The daily trading chart for Solana (SOL) presents a notable bearish trend, as highlighted by its recent performance beneath key moving averages and resistance levels. Currently trading below $140.0, SOL has experienced a continuous bearish streak in the past 24 hours. Solana’s price has been navigating between a high of $141.10 and a low of $137.03.
The Keltner Channel (KC) indicators show the upper and lower bounds at $165.60 and $130.15 respectively, suggesting a broad trading range that Solana has struggled to break free from in recent weeks. The price consistently falling below the midline of the KC indicates a lack of bullish momentum to push the prices toward the upper band.
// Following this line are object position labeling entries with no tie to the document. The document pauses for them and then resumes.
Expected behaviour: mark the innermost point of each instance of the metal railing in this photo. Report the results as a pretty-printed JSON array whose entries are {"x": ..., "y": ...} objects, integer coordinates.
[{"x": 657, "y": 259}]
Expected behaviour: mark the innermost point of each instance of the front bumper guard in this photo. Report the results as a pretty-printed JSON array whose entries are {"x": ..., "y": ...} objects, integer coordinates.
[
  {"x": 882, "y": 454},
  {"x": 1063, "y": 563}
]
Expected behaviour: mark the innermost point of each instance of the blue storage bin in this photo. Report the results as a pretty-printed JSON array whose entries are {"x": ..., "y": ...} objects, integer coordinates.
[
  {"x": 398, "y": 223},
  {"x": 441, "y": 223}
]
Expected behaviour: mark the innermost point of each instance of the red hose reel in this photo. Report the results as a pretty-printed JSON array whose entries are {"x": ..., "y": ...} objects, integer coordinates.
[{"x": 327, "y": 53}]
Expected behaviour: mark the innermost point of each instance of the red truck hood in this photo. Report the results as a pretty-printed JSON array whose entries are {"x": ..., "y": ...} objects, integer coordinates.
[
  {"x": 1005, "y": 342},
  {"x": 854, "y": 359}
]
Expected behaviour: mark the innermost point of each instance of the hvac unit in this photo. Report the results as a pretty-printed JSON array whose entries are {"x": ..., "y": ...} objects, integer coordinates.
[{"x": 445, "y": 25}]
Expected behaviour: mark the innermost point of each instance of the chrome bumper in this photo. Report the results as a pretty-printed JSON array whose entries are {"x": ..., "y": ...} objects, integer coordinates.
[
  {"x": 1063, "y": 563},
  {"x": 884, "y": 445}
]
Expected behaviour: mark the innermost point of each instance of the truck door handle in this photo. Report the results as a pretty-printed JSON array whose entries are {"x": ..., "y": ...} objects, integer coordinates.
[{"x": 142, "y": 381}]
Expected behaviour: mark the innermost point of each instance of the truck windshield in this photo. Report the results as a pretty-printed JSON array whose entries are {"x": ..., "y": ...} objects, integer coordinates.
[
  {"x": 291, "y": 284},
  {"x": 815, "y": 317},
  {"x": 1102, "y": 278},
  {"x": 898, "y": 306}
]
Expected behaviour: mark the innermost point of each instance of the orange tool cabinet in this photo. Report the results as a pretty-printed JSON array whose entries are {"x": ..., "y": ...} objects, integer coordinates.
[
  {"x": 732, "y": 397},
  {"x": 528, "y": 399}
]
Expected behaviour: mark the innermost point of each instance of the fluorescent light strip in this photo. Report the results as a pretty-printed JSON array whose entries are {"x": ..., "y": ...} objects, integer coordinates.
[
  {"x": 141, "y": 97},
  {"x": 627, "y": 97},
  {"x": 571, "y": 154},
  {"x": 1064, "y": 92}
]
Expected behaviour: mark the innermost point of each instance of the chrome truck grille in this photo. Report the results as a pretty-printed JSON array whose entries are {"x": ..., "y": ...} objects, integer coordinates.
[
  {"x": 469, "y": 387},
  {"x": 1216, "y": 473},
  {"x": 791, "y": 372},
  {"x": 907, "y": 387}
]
The Relative Strength Index (RSI) sits at a subdued level of 41.48, pointing towards a bearish sentiment without yet entering the oversold territory. This level suggests that while there is selling pressure, there may still be room for further downward movement before a potential reversal.
Additionally, the Moving Average Convergence Divergence (MACD) underscores the bearish scenario as it remains in the red with decreasing histogram bars, indicating diminishing momentum in recent price movements. This alignment of the MACD below its signal line further supports the ongoing bearish outlook for Solana, potentially setting the stage for more declines if the existing trend continues without bullish intervention.
Solana (SOL), however, has recently recorded a remarkable leap in the daily number of active users, which was revealed by the all-time maximum. The increase in the number of active users, which reached 2.3 million daily, makes it possible to confidently assume that there is a good growth potential even taking into account the recent price drop.
Usually an increase in number and active users implies greater network usage, increased inherent demand thus the prices are expected to go up. The expectation of interest rate cuts from the Federal Reserve next month could be interpreted as a game changer in the price of Solana. In the past when Fed policies have been toward easing, SOL has been positively biased and with more improvement in the macro picture, there could be great potential for some rallies in future.
If the expected rate cuts actually come into effect, that may improve the mood of the market in regards to cryptocurrency, and possibly, once again, push Solana over the $150 mark and move further to higher targets. Currently, recovery is possible if Solana manages to hold above the support at $134. In case this level is preserved and the general market starts improving, Solana may see another shot at the $164 resistance level.